On the other side of the line, however, it was a different story...

Sawyer is slow to get off the line

Unsurprisingly, Knowles unveiled more pressure packages in clear passing situations against YSU, resulting in a pair of sacks. While Styles hasn't always remained on the field in such situations (more on that in a second), his athleticism as a blitzer may be an intriguing addition to an underwhelming pass rush.

With the ends failing to get home, Knowles showed some creativity by simulating a 6-man blitz before dropping Sawyer and Tuimoloau in coverage. This allowed the two ends to swap places with Eichenberg and Chambers and keep seven men back in coverage while overwhelming the center and guards.

“It’s always about balance,” Knowles said of his blitz tendencies. “You never want to be predictable. You want to be able to put the pressure in when it’s least expected.”

But with the front failing thus far to create much pressure, albeit in limited opportunities, the Buckeye defense has quietly signaled a move away from simply putting 'the best 11' on the field at all times. Rather, the unit has taken more of an NFL-style approach to personnel, swapping out Styles for a more traditional cornerback to man the slot on 2nd or 3rd & long.

"You're balancing how much man you're going to play vs. how much zone, how much disguise you want to have," Knowles said of how he calls plays based on which player is in at the nickel spot. "Man is man, you certainly want a corner there, but you have to have looks off of it so he has to understand."

That understanding was put into question on Saturday, as YSU repeatedly created chaos in the OSU secondary by sending receivers in motion. With some new bodies occupying roles different, busts were prevalent when reviewing the tape.

After Cam Martinez was sent to the bench for giving up a long gain on the Penguins' first possession of the game, getting beat deep by the slot receiver, Knowles didn't respond by keeping Styles in the game at nickel. Rather, it was cornerback Jordan Hancock who occupied the alley in pass situations.

Yet Hancock looked lost at times when responding to motion, following his man all the way across the field instead of passing him off to a teammate. When that receiver yo-yoed back across the formation, he was wide open for an easy catch in the flat while Hancock was still running the other way, resulting in an easy first down.

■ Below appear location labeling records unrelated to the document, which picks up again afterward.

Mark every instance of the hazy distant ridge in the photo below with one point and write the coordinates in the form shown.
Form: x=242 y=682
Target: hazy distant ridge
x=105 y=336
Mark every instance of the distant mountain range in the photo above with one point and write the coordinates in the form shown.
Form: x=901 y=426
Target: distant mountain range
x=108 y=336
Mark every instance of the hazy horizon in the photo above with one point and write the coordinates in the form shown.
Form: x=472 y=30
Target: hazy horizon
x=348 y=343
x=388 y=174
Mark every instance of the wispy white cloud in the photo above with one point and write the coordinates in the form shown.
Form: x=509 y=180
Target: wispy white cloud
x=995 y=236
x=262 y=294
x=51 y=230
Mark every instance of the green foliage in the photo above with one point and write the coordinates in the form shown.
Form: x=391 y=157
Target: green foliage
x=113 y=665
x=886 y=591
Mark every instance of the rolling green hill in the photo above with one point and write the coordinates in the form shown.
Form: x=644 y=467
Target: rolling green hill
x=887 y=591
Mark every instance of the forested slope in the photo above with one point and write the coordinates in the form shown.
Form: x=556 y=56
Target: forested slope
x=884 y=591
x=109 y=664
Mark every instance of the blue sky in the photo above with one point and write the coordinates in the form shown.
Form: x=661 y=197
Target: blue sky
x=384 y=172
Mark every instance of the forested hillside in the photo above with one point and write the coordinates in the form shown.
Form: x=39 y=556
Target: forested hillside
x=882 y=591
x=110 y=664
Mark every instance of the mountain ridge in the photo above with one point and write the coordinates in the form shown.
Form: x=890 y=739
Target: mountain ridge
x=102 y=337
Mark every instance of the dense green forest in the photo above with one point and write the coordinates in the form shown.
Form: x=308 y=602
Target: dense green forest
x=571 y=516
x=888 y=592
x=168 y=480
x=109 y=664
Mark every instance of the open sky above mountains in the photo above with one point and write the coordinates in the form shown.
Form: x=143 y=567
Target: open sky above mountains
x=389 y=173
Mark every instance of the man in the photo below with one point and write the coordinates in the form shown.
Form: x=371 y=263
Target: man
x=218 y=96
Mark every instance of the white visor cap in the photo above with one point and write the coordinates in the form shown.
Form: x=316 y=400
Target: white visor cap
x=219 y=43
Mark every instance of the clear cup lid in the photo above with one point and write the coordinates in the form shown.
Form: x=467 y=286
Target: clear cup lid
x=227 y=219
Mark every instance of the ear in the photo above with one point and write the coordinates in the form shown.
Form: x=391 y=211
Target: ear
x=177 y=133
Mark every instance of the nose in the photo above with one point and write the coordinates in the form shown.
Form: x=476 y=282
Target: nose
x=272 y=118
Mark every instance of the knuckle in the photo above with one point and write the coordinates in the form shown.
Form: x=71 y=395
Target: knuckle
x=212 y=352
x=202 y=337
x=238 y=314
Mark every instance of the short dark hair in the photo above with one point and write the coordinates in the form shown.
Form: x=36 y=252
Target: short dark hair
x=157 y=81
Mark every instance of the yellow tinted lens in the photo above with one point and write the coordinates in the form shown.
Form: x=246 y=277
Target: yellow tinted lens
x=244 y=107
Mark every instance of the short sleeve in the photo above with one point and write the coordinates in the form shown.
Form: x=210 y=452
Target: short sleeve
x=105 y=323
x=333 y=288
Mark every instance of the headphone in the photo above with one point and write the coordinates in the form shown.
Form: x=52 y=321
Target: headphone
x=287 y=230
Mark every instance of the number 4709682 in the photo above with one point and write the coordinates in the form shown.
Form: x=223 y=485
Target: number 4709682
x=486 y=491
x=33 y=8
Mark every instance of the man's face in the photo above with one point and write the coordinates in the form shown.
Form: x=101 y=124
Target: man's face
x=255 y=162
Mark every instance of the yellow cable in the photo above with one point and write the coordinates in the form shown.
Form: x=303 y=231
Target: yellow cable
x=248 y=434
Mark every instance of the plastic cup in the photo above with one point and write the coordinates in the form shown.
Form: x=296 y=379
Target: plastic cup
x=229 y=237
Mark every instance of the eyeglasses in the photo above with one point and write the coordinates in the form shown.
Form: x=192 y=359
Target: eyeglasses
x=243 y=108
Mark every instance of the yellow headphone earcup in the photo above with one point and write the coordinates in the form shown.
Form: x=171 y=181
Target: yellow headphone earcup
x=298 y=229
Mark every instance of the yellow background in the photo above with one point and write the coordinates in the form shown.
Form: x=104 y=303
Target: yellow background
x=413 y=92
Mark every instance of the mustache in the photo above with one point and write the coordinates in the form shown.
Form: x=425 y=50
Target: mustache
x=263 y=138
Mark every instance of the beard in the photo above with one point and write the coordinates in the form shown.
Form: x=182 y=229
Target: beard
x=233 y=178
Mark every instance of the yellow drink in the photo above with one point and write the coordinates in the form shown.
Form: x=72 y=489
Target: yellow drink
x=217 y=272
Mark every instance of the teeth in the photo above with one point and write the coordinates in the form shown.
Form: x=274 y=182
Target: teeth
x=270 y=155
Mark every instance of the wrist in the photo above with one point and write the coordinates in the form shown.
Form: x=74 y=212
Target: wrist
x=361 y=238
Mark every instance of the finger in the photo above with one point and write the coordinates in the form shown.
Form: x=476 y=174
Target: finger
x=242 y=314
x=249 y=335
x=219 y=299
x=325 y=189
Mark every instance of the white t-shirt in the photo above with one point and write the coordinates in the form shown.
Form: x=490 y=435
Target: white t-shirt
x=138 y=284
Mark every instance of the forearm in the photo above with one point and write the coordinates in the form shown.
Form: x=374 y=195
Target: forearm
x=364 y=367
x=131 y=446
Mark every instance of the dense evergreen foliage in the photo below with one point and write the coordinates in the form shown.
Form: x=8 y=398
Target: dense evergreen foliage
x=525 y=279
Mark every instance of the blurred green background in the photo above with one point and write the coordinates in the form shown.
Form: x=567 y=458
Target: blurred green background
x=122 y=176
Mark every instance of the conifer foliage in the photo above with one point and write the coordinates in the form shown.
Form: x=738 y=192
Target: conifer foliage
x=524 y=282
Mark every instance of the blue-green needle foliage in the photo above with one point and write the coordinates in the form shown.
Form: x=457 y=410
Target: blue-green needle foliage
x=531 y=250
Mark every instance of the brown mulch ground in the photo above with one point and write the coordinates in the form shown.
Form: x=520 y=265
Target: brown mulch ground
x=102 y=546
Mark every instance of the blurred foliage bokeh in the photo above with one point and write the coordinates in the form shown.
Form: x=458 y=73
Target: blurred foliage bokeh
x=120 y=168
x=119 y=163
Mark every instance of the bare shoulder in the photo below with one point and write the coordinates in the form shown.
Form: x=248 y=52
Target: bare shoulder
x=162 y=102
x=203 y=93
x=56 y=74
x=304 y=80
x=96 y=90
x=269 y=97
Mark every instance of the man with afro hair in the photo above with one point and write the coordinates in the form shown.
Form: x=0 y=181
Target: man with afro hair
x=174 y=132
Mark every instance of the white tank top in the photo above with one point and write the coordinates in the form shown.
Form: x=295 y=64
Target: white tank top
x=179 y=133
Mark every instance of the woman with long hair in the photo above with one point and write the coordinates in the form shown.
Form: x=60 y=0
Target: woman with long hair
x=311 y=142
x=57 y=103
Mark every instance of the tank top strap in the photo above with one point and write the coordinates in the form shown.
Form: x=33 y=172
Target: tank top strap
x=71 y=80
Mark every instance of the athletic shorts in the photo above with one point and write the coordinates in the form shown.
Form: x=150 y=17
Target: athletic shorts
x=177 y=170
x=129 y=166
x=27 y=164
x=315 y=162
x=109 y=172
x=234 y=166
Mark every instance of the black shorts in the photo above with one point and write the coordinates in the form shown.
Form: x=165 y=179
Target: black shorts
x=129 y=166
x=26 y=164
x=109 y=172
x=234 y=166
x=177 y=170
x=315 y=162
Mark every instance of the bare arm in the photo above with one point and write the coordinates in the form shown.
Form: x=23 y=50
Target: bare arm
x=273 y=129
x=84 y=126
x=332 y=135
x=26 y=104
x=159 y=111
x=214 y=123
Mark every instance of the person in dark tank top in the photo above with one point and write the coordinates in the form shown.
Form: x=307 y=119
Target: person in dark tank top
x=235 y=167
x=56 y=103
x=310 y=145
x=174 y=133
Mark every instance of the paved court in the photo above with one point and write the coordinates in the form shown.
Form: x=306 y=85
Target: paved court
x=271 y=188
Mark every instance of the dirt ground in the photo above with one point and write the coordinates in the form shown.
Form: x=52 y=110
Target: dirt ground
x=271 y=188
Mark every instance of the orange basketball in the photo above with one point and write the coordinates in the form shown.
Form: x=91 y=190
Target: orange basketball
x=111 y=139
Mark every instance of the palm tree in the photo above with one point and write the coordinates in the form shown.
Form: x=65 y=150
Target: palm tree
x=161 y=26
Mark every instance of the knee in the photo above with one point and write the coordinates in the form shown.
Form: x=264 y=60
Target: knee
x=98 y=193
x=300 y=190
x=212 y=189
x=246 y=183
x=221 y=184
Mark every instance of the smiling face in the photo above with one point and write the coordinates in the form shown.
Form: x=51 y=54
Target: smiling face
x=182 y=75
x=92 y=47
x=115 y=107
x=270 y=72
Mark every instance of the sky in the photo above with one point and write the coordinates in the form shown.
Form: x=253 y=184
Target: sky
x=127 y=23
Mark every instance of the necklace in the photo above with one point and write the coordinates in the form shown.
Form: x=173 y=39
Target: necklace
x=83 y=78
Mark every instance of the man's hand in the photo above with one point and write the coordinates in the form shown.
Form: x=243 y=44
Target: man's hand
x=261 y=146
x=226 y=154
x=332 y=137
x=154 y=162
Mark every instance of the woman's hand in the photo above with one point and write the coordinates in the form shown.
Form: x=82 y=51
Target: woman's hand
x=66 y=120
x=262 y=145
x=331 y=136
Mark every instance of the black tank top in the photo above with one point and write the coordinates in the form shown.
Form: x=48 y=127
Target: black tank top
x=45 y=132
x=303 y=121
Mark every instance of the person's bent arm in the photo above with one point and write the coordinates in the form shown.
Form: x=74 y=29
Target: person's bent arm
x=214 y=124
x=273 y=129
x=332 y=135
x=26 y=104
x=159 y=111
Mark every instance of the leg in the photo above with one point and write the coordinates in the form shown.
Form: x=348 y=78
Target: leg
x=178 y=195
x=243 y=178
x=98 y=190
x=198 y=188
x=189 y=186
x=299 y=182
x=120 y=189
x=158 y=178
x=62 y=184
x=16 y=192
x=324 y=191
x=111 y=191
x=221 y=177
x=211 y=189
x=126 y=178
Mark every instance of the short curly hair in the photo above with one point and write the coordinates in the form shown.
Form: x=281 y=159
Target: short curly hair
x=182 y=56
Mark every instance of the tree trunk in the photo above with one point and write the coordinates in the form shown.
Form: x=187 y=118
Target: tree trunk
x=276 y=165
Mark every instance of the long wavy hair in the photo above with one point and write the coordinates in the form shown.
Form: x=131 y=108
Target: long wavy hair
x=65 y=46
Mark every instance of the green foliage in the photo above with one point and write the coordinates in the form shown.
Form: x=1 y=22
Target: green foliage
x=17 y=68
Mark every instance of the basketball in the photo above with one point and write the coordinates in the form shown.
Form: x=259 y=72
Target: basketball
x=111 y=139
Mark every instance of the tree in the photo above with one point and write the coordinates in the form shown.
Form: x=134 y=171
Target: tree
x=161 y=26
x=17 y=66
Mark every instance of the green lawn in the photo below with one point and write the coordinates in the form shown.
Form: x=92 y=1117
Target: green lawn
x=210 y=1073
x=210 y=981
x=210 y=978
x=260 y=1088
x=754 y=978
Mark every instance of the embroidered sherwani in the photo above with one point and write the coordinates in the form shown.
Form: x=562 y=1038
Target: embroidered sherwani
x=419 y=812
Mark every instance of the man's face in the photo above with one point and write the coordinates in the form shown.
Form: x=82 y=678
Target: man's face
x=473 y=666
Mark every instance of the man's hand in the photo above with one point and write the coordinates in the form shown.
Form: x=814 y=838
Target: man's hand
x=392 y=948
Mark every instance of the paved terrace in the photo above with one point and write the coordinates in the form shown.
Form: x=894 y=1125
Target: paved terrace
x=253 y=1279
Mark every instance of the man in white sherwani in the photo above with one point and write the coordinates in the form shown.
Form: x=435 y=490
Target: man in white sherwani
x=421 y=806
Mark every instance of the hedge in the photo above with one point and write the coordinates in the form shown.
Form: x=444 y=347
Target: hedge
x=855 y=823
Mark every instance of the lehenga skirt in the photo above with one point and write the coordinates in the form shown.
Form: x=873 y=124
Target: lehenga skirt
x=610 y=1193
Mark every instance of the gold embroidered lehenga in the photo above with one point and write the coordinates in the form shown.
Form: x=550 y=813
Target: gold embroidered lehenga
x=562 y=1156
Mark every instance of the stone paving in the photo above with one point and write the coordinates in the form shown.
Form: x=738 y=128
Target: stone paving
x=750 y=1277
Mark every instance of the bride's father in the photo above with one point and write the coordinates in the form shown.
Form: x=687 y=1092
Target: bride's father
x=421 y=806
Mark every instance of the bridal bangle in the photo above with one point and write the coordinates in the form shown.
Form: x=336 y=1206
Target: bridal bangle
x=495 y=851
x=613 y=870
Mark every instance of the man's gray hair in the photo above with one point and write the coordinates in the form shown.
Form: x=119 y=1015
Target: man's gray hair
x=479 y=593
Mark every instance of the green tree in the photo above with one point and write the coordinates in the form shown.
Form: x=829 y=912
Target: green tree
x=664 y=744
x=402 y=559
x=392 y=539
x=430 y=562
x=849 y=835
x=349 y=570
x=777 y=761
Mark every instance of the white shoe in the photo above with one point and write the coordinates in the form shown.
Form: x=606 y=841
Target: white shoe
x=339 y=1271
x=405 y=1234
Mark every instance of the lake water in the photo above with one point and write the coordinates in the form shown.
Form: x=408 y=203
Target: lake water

"We have guys who want to make plays, and I think at times that leads your eyes to being in the wrong place," Knowles said this week of the errors, recognizing that they must be addressed. 

However, not all the errors were due to communication or unfamiliarity. There were a handful of mistakes made by defensive backs that were all too reminiscent of the past few years.

Burke is in his third year as a starter, and although he has sparkled in pass coverage so far this season, his ability as a run defender continues to be another story. While some may argue that he wasn't recruited to meet running backs at the line of scrimmage, an FCS opponent proved how easy it was to force him into the run fit with some basic motions and alignments.

Meanwhile, the most experienced of Knowles safeties, arguably the most important position group in the system, showed glimpses of his 2022 form. Lathan Ransom has looked more comfortable this fall, playing the deep safety role more often despite still lining up as the boundary safety.

But while is often in the right position, missing an open tackle in the backfield was all too reminiscent of the kind of breakdowns that plagued this unit a year ago.

Though it's just one play against what may be one of the better backs in FCS, the Buckeyes will absolutely need Ransom to be a reliable tackler against the likes of Notre Dame, Penn State, and Michigan, all of whom feature at least NFL-caliber running backs. Much as their counterparts on the offensive side must clean some things up this weekend before making the much-awaited trip to South Bend, the defense still has room for improvement.

Luckily with an offense keen on airing it out and extending the game, rather than shortening it, the Silver Bullets should get their best test yet.

"On both sides of the ball, they challenge you schematically," Day said of this weekend's opponent. "On offense, they spread you out, they have a really good quarterback. ... It'll be a really good challenge for us on defense."